The submitted document requests the nullification of the new tariffs and commercial measures implemented as of May 30, 2025. As explained, these were announced by Prime Minister Manuel Marrero Cruz and affect access to mobile services and the Internet, including limits on national recharges and new conditions for acquiring data plans.
López Harrison argues that these actions are based on the constitutional right to file complaints and petitions, as well as what is established in Law No. 167 and Decree No. 124, which reserves the approval of maximum Internet access rates for the Minister of Communications —not the Prime Minister—. In fact, the Ministry of Communications should have sent the proposal to the Ministry of Finance and Prices for it to be published in the Official Gazette of the Republic, but neither was done, according to the president of ETECSA, to avoid causing anxiety.
In the case of Decree 124, it refers to the Cuban Civil Code, which stipulates that acts carried out without complying with administrative formalities are null and void.

The complaint explains that the implementation of the measures without prior notice violates the Prepaid Cellular Service Contract, which requires notification 30 days in advance. In this sense, it also denounces the illegality and unconstitutionality of the procedure, which was not published through a ministerial resolution in the Official Gazette, and recalls that both the Cuban Civil Code and the principle of socialist legality assert that acts performed without fulfilling the established legal requirements are null and void. Finally, it demands the retroactivity of the rates prior to May 30, 2025, as a measure to restore consumer rights and the violated legality.
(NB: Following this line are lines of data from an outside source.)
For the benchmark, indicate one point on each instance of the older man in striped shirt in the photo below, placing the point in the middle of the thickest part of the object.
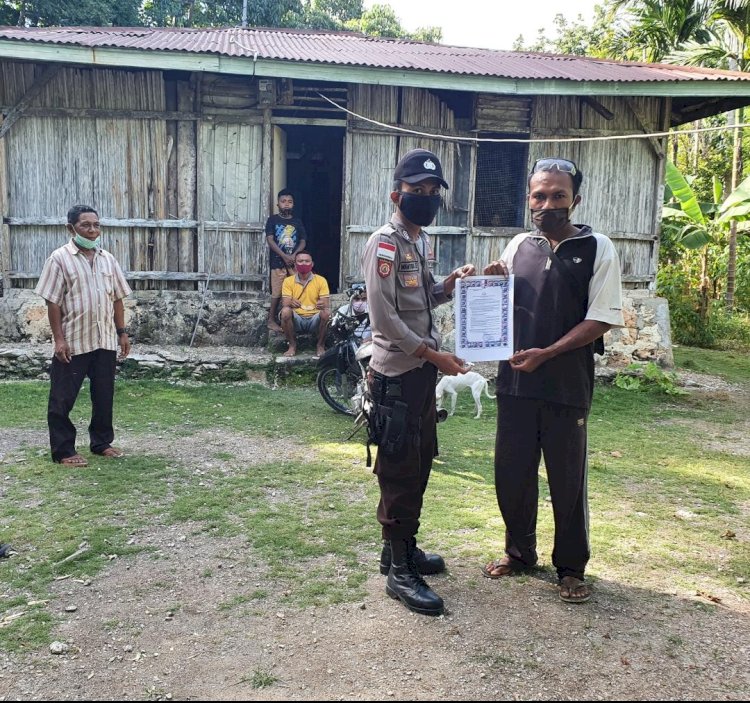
(84, 288)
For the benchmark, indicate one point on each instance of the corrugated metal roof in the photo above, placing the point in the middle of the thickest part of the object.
(349, 49)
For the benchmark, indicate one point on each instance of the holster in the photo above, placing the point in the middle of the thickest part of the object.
(387, 417)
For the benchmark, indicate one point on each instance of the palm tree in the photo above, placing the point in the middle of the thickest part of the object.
(729, 29)
(658, 28)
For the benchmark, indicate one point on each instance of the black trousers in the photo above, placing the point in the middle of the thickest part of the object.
(526, 429)
(403, 477)
(66, 380)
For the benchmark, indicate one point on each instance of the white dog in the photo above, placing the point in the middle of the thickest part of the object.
(453, 384)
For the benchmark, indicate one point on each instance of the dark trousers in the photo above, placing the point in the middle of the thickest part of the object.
(66, 380)
(526, 429)
(403, 477)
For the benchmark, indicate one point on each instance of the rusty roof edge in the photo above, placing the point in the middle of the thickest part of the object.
(211, 61)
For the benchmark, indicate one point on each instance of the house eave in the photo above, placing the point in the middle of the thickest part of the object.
(269, 68)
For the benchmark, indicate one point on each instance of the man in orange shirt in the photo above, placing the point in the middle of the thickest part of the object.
(306, 304)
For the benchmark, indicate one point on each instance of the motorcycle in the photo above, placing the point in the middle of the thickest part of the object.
(342, 370)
López Harrison has initiated the process to test the seams of a political decision that violates the very laws of Cuba, crafted by the government itself, which bypasses them in order to collect foreign currency at the expense of the exile community, to whom it entrusts the survival of the telecommunications monopoly on the Island. The dollarization of ETECSA severely restricts top-ups in Cuban pesos, allowing only purchases of 360 pesos (less than a dollar), while offering packages in dollars to those who pay from abroad.
Harrison presented in Guantánamo, not without difficulties, a document drafted by the prestigious lawyer Julio Alfredo Ferrer Tamayo, the man who in 2020 filed a complaint against the President Miguel Díaz-Canel for spreading epidemics, after he appeared on television, in the midst of the pandemic, without a mask during a political event, despite the fact that there was legislation in effect in Cuba imposing fines of 2,000 pesos on anyone who removed their mask in public places.
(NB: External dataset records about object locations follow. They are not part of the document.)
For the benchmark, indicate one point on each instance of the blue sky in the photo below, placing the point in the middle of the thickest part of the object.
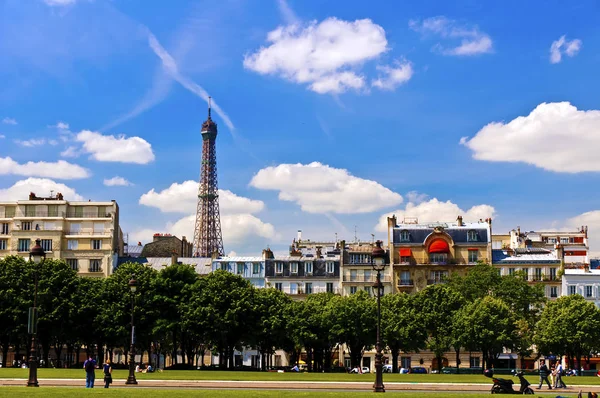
(330, 117)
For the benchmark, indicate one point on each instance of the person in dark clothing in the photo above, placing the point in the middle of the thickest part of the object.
(90, 372)
(544, 375)
(107, 369)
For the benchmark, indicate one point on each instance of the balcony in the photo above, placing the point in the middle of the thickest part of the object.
(370, 279)
(41, 213)
(87, 214)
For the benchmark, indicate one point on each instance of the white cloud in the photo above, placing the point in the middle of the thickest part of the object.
(563, 46)
(434, 210)
(170, 67)
(393, 76)
(318, 188)
(555, 136)
(70, 152)
(31, 143)
(117, 181)
(108, 148)
(60, 169)
(41, 186)
(183, 198)
(472, 40)
(327, 56)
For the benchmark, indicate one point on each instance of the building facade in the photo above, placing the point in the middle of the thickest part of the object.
(85, 234)
(426, 254)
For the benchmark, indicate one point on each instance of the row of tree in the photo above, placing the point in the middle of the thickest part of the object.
(178, 311)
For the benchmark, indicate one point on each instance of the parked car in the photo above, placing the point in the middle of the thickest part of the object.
(418, 369)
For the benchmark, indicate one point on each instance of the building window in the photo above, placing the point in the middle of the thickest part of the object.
(438, 257)
(95, 266)
(73, 263)
(473, 256)
(404, 236)
(472, 236)
(308, 268)
(330, 267)
(572, 290)
(308, 288)
(46, 244)
(329, 287)
(23, 245)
Ferrer is the same lawyer who sued regime spokesperson Humberto López for defaming the Cuban artist Tania Bruguera, now associated with Harvard University, in an unprecedented act of character assassination sponsored by the television aligned with the Communist Party of Cuba.
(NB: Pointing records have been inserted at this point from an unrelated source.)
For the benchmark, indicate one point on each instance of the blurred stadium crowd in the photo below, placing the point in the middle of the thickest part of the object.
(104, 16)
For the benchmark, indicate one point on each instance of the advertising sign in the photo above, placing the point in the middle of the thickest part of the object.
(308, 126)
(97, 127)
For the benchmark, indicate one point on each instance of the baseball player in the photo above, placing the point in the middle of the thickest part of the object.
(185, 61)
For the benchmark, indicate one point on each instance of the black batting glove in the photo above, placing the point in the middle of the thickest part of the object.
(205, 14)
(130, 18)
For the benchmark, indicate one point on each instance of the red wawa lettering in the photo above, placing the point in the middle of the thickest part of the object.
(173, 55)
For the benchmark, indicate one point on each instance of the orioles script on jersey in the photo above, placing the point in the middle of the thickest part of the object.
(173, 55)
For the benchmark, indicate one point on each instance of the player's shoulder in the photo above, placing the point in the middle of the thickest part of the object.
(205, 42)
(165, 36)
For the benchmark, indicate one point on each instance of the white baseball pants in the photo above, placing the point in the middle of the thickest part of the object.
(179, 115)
In an interview with CiberCuba, Julio Ferrer explained how to file a claim with ETECSA and has provided the document to all Cubans who wish to exercise their right to contest the fare increase through the channels established by the regime.
It is important to remember that the imposition of the price hike through de facto measures has caused an uproar among Cuban university students who have protested because the new prices limit their access to information and affect their academic performance and competitiveness in a hyperconnected world. The political police have responded with harassment, interrogations, warning notices, and presence on campuses.